Sometimes my actions surprise me. I’m sure they surprise others as well. I don’t like surprises. I like to be in control and ready for anything. Recently, I’ve been finding myself surprised more and more by my actions. I figure it’s time to sit down and think about why I do the things I do. Sometimes I do stupid things. Sometimes the things I do aren’t so stupid at all. I want to know for sure. I want to know why I—after all these years of maturing, growing and learning—am still a solitary man.
The problem lies during the moment I start to get close to a good thing (read: relationship). I purposely do something shocking and terrible to break the relationship and push it to the wayside—or I simply drop it without a word. The moment I start to become dependent on another person and rely on my relationship with that person—her—to fill some emotional need of mine, I become defiant and reject it all together.
I’m sure these feelings will be chalked up by most people as typical male fear of commitment. But that’s not it at all. I am a very committed person—to the point of stubbornness. As far as female relationships go, I’ve been ready for marriage since I graduated college. I don’t fear my lack of commitment—I fear women’s lack of commitment to me. Not because of an inborn distrust of women, but because I can’t understand why a woman would be committed to someone like me.
And there’s the rub. It’s my own low self-image—or a wise assessment of my own inadequacies—that keeps me from allowing a woman to get far enough to consider me a serious suitor. I don’t want anyone to consider me right now. I’m not nearly as attractive (physically, emotionally, spiritually, et al.) as I know I can be with minimal to moderate effort on my part. I don’t want to be noticed until I’m pleased with the way I “look.” Until I’m happy with myself, I can’t believe that someone else would be. I don’t want anyone settling for a lesser Michael—I don’t expect her to.

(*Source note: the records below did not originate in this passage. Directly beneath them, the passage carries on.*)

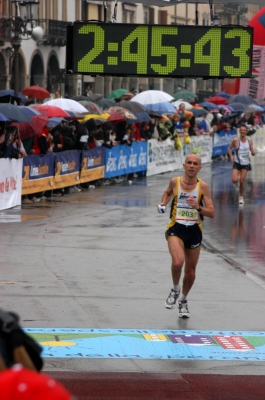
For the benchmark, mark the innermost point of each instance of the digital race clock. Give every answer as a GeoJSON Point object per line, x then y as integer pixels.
{"type": "Point", "coordinates": [159, 50]}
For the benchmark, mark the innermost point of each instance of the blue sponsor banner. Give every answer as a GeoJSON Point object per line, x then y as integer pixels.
{"type": "Point", "coordinates": [221, 142]}
{"type": "Point", "coordinates": [37, 173]}
{"type": "Point", "coordinates": [124, 159]}
{"type": "Point", "coordinates": [67, 168]}
{"type": "Point", "coordinates": [93, 164]}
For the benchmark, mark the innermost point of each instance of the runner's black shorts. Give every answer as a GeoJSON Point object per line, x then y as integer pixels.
{"type": "Point", "coordinates": [191, 235]}
{"type": "Point", "coordinates": [239, 166]}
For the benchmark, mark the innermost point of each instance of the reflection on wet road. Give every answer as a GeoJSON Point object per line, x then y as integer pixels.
{"type": "Point", "coordinates": [238, 232]}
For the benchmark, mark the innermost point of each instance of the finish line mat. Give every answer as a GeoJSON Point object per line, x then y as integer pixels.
{"type": "Point", "coordinates": [150, 344]}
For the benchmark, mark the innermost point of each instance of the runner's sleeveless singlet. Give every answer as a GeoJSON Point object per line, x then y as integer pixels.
{"type": "Point", "coordinates": [181, 212]}
{"type": "Point", "coordinates": [242, 153]}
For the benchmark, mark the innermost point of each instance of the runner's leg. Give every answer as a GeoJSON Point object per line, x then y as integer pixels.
{"type": "Point", "coordinates": [191, 260]}
{"type": "Point", "coordinates": [235, 175]}
{"type": "Point", "coordinates": [243, 174]}
{"type": "Point", "coordinates": [176, 249]}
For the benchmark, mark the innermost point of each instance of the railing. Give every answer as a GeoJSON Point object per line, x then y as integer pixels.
{"type": "Point", "coordinates": [231, 8]}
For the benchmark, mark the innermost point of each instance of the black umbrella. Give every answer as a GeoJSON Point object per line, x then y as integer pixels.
{"type": "Point", "coordinates": [136, 108]}
{"type": "Point", "coordinates": [242, 98]}
{"type": "Point", "coordinates": [14, 113]}
{"type": "Point", "coordinates": [238, 107]}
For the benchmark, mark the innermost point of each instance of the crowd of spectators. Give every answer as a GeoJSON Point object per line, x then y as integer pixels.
{"type": "Point", "coordinates": [74, 134]}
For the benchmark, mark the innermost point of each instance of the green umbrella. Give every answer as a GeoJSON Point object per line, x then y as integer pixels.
{"type": "Point", "coordinates": [116, 94]}
{"type": "Point", "coordinates": [184, 95]}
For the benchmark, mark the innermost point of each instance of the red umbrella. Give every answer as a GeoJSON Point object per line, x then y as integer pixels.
{"type": "Point", "coordinates": [216, 100]}
{"type": "Point", "coordinates": [50, 111]}
{"type": "Point", "coordinates": [36, 91]}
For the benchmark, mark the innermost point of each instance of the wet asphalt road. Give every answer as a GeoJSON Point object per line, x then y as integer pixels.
{"type": "Point", "coordinates": [238, 232]}
{"type": "Point", "coordinates": [98, 259]}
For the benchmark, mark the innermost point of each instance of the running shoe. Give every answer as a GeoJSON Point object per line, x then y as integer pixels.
{"type": "Point", "coordinates": [183, 309]}
{"type": "Point", "coordinates": [172, 299]}
{"type": "Point", "coordinates": [241, 200]}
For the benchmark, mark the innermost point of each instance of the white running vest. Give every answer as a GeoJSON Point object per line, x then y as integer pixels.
{"type": "Point", "coordinates": [185, 214]}
{"type": "Point", "coordinates": [242, 153]}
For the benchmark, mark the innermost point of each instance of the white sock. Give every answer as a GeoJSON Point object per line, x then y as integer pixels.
{"type": "Point", "coordinates": [176, 288]}
{"type": "Point", "coordinates": [182, 298]}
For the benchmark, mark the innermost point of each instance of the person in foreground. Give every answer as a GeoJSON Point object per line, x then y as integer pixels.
{"type": "Point", "coordinates": [190, 204]}
{"type": "Point", "coordinates": [241, 161]}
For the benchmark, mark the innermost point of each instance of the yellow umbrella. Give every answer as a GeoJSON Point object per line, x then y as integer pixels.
{"type": "Point", "coordinates": [95, 116]}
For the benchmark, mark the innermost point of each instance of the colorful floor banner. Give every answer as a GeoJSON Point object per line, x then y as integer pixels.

If she does, I believe it’s in her best interest to lose that interest & forget about me until I’m ready.
I’m waiting on myself. And I’m a world-famous procrastinator. Instead of improving myself in the ways I know I need to be, I go out looking for temporary, ungodly, no-strings-attached thrills and entertaining life experiences. I don’t have any inhibitions when it comes to mutually insincere relationships, because I know I’m not damaging potential, long-term godly relationships. The lesser relationships can take me as I am. The relationships I really care about must wait for the better version of me—if I can ever become him.
Maybe that’s not fair of me (as if anyone was heartbroken), but that’s all I know. It makes sense to me now. I know why I do the things I do, and I understand why my heart is torn to pieces every single day by my very own hands.